La génération de l’après guerre a t elle échoué ?

Partager

44652_137881466244110_133674969998093_106530_7361984_nMohamed Jebbara

Notre génération a t elle échoué ou est ce le résultat d’un état social nécessaire et préalable ? En 1962 le pays était certes libéré, mais ses valeurs étaient elles stables ? A certains égards ces valeurs étaient encore sauvegardées et paraissaient encore intactes, elles constituaient le ciment de la résistance à l’occupant français, ce qui renforçait la cohésion autour d’elles, mais à certaines autres « valeurs », il fallait casser le nid d’œufs laissés par le colonialisme et qui a fini par éclore et phagocyter les nôtres après l’indépendance, pour détruire peu à peu notre culture et amener les gens à poser des questions d’identité que notre peuple avait résolues depuis 14 siècles.

Si le peuple Algérien se consolidait dans ses positions culturelles et refusait d’abdiquer aux politiques d’assimilation, c’était uniquement parce qu’il était colonisé, qu’il subissait l’agression et l’injustice d’un étranger à sa terre et à sa religion.

Dès que cette colonisation a cessé, cette résistance fût abolie avec ses causes d’injustice dont la source était étrangère  et le long travail de la colonisation commença à produire de l’effet à posteriori.

Ce n’est pas à mon sens le seul  pouvoir depuis l’indépendance qui est à l’origine de toutes les déchirures, mais une colonisation qui a duré 132 ans, soit un plus d’un quinzième du temps de la civilisation musulmane en Algérie, qui était bien implantée et servait de cadre aux tribus d’habitants de l’Afrique du Nord de même que ces 132 ans représentent environ  plus du trentième du temps de la culture berbère originelle.

Ce n’est pas négligeable quand même et cela par miracle, n’a pas tout consumé chez l’algérien, il reste un tant soit peu de sa culture originelle en lui, bien qu’il y ait des oscillations en elle.

Ce sont  les valeurs tribales et islamiques qui ont été à l’origine de l’investissement de l’Emir Abdelkader et qui ont servi de base à la résistance armée contre la colonisation française.

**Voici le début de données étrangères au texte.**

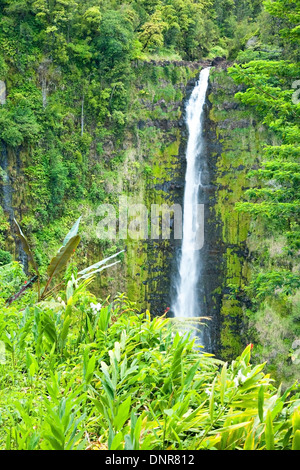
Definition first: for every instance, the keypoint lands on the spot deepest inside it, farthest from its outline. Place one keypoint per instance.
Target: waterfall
(186, 304)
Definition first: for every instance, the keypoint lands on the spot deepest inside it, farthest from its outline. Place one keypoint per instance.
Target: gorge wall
(146, 164)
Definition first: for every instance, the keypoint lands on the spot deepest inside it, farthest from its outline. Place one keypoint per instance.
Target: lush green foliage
(102, 376)
(273, 200)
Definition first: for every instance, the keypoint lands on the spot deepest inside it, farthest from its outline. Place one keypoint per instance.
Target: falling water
(186, 304)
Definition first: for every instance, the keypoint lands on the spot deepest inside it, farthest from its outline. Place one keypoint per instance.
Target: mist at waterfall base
(186, 305)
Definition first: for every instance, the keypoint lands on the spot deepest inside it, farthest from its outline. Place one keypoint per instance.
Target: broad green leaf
(223, 383)
(123, 414)
(249, 441)
(269, 432)
(260, 405)
(296, 441)
(212, 401)
(116, 442)
(296, 420)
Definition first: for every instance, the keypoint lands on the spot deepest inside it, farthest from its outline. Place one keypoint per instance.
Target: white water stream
(186, 302)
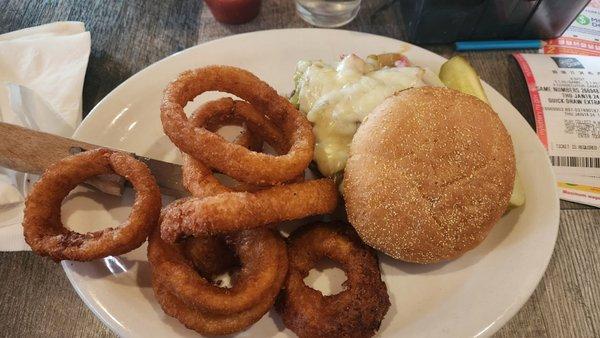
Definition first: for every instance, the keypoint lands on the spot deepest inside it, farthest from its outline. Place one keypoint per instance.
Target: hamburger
(426, 171)
(430, 171)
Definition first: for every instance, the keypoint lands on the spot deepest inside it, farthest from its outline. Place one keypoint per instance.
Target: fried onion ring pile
(235, 222)
(42, 225)
(185, 294)
(354, 312)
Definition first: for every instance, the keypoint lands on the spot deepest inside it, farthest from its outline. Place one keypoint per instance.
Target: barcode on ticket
(573, 161)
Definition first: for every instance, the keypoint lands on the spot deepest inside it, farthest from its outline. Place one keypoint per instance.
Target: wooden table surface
(36, 298)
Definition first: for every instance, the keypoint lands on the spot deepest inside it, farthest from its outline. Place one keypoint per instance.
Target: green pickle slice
(458, 74)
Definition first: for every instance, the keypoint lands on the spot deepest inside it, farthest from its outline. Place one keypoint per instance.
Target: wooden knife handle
(31, 151)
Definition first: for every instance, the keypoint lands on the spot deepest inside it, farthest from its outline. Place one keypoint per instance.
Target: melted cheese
(337, 100)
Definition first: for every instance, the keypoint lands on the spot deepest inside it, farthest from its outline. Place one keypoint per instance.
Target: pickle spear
(458, 74)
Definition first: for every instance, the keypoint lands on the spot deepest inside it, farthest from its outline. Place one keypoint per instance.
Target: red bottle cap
(234, 12)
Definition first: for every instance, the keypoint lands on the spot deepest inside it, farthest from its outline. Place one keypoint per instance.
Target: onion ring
(234, 211)
(228, 158)
(42, 226)
(197, 177)
(354, 312)
(208, 309)
(210, 255)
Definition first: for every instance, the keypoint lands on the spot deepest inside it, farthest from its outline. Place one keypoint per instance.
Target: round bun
(430, 172)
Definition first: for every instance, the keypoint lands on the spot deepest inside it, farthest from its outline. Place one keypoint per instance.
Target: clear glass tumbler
(327, 13)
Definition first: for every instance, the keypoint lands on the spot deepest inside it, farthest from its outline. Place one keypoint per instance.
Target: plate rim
(115, 326)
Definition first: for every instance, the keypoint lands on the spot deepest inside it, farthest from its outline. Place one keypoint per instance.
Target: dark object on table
(234, 12)
(443, 21)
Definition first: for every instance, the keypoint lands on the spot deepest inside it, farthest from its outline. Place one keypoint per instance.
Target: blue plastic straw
(498, 44)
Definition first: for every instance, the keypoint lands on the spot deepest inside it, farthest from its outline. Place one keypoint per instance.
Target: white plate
(471, 296)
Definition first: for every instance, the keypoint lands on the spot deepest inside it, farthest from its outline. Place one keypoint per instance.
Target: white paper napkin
(41, 81)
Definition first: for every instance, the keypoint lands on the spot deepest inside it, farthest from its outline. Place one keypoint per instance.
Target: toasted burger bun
(430, 172)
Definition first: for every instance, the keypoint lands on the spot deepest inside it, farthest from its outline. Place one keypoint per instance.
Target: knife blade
(32, 151)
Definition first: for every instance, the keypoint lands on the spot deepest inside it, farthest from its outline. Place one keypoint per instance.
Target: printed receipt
(565, 94)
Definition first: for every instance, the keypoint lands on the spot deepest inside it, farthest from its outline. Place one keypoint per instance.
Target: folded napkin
(41, 81)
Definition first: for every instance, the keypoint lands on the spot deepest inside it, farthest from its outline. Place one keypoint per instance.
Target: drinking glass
(327, 13)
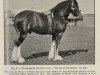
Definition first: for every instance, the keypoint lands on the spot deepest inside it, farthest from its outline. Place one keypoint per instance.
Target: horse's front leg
(16, 53)
(53, 53)
(56, 55)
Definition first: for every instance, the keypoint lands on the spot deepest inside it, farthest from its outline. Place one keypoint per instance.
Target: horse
(29, 21)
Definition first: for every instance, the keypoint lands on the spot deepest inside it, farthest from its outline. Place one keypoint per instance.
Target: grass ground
(76, 47)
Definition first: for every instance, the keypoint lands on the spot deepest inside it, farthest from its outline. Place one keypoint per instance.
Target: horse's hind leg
(57, 39)
(16, 54)
(53, 53)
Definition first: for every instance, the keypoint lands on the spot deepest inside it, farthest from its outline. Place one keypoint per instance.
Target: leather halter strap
(50, 21)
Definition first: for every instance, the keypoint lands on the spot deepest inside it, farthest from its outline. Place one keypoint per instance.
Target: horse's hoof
(50, 56)
(57, 58)
(21, 60)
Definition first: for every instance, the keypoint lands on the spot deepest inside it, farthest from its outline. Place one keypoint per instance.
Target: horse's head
(74, 9)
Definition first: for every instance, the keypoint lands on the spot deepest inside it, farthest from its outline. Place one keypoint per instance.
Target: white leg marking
(51, 52)
(57, 56)
(16, 55)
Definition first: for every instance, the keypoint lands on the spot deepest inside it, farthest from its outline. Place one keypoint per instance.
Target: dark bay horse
(29, 21)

Même si l’esprit tribal à presque disparu à la veille de la révolution de novembre, ce sont toujours les motivations religieuses en premier lieu qui ont servi d’espoir galvanisant la majeure partie des participants à cette guerre.

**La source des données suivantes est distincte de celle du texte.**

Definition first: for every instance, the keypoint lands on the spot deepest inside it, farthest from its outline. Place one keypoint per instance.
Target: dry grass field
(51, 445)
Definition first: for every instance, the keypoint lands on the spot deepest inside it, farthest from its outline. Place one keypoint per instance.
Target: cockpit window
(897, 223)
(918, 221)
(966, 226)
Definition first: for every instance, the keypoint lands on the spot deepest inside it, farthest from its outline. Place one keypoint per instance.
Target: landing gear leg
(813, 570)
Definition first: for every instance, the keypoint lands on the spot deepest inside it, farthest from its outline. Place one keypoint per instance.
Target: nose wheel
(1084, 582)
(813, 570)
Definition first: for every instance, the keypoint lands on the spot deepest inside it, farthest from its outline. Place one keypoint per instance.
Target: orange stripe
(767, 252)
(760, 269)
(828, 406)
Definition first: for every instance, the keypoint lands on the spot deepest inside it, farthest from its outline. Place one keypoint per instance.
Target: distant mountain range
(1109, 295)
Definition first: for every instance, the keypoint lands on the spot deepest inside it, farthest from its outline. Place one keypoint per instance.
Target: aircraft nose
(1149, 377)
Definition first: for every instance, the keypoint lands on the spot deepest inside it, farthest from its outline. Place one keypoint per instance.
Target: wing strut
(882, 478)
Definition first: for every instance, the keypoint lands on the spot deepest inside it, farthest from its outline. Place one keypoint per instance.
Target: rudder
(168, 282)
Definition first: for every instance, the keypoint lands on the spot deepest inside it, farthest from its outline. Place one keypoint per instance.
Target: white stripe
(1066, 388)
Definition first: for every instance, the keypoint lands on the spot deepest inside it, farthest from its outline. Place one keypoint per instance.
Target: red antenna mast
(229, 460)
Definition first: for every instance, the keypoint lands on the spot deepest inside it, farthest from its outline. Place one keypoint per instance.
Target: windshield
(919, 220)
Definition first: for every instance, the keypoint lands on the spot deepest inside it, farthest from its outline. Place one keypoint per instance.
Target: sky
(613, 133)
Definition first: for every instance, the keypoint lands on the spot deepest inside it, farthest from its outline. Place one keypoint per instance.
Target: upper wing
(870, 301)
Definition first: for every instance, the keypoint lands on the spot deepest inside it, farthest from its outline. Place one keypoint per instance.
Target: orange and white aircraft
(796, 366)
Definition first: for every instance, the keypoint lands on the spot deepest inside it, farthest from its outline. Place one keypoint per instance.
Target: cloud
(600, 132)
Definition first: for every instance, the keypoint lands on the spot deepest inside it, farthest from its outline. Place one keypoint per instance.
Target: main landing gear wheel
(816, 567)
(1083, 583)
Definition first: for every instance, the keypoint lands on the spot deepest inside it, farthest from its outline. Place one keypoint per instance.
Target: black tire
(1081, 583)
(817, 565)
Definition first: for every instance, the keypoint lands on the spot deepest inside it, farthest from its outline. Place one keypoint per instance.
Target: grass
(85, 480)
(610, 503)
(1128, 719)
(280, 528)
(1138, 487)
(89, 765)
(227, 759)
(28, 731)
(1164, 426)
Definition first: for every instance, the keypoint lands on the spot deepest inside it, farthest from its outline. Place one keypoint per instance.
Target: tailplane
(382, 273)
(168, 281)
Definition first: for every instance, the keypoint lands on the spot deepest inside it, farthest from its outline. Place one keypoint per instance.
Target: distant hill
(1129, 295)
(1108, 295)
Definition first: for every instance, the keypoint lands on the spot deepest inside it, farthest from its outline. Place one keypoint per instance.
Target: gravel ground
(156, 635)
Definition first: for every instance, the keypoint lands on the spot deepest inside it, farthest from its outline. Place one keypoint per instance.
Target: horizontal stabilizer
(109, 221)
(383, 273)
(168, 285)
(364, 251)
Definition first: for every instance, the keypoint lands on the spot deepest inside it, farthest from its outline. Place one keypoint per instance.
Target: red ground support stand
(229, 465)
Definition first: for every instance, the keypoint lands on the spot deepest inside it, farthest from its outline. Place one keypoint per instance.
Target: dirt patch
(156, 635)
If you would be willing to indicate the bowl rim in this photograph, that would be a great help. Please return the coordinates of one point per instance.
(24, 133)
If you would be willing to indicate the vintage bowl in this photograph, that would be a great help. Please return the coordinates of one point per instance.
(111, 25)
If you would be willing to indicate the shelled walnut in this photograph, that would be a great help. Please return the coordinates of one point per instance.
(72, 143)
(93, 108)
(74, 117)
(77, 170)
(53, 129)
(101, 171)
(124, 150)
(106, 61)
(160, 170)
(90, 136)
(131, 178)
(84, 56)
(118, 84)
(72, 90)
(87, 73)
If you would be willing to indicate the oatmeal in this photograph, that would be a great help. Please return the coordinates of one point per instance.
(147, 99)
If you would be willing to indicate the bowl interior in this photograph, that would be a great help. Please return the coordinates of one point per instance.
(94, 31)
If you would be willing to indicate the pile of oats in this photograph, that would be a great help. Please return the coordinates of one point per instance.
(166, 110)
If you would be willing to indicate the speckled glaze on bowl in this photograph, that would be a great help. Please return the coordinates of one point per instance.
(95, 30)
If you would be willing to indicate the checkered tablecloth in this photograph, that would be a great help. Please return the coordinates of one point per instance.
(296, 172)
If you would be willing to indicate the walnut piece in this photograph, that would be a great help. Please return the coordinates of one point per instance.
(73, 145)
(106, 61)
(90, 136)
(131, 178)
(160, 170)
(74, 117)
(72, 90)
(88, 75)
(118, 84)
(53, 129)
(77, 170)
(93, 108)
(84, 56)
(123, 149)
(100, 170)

J’entends toujours les paroles de mon oncle venu nous dire adieu aux tous débuts de la révolution, alors que je n’avais que quelques années dont je ne me rappelle pas le nombre, quatre ans je crois et celles ci résonnent encore à mes oreilles « j’irai servir mon pays, c’est mon devoir envers Dieu et envers ma propre personne, j’espère mourir en chahid et rejoindre le paradis» et ce fut le cas, que Dieu l’accepte en son vaste paradis, il n’a heureusement pas connu l’indépendance. Il a eu une belle mort.

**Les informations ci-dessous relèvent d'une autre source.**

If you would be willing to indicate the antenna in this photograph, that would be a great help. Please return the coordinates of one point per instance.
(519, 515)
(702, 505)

Actuellement, quelle élite peut on avoir ? Dans une crise sociale multidimensionnelle peut il y avoir encore une élite ? Quels sont les fondements d’existence d’une élite ? Le respect du savoir ? Il a disparu. Il n’y a plus de notabilité ni de crédibilité quelconque chez quiconque. Personne ne peut se targuer de pouvoir jouir de la confiance des gens ou de les amener à suivre ses recommandations fut il un génie, bardé de diplômes ou riche comme crésus.

La société a été égalisée dans la médiocrité et même ceux qui ont fait de véritables études qui leur permettent de cerner l’essence des problèmes et de leur trouver des solutions, sont socialement classés parmi les incompétents et les voleurs qui pullulent tandis que les riches font poser des questions sur l’origine de leur fortune. Voila ou on en est.

Notre société est sans repères, oscillant entre un modernisme en lutte avec l’islam, recherchant son identité perdue dans le sillage d’un colonisateur qui l’en a détournée, voulant un Etat d’une forme nouvelle et qu’elle n’a jamais connu et recherchant  les moyens de le domestiquer et de faire en sorte qu’il satisfasse à tous ses besoins, ceux d’hier et ceux d’aujourd’hui.

Mais je pense qu’auparavant notre société doit se débarrasser une fois pour toutes du système tribal dans son ensemble, ses dogmes, son patriarcat et ses restes d’autoritarisme communautaire, mais aussi la culture que cela engendre et accepter la démocratie qui va avec cet état nouveau pour elle et qu’elle doit dompter.

La cohabitation des deux systèmes ne peut que produire l’anarchie.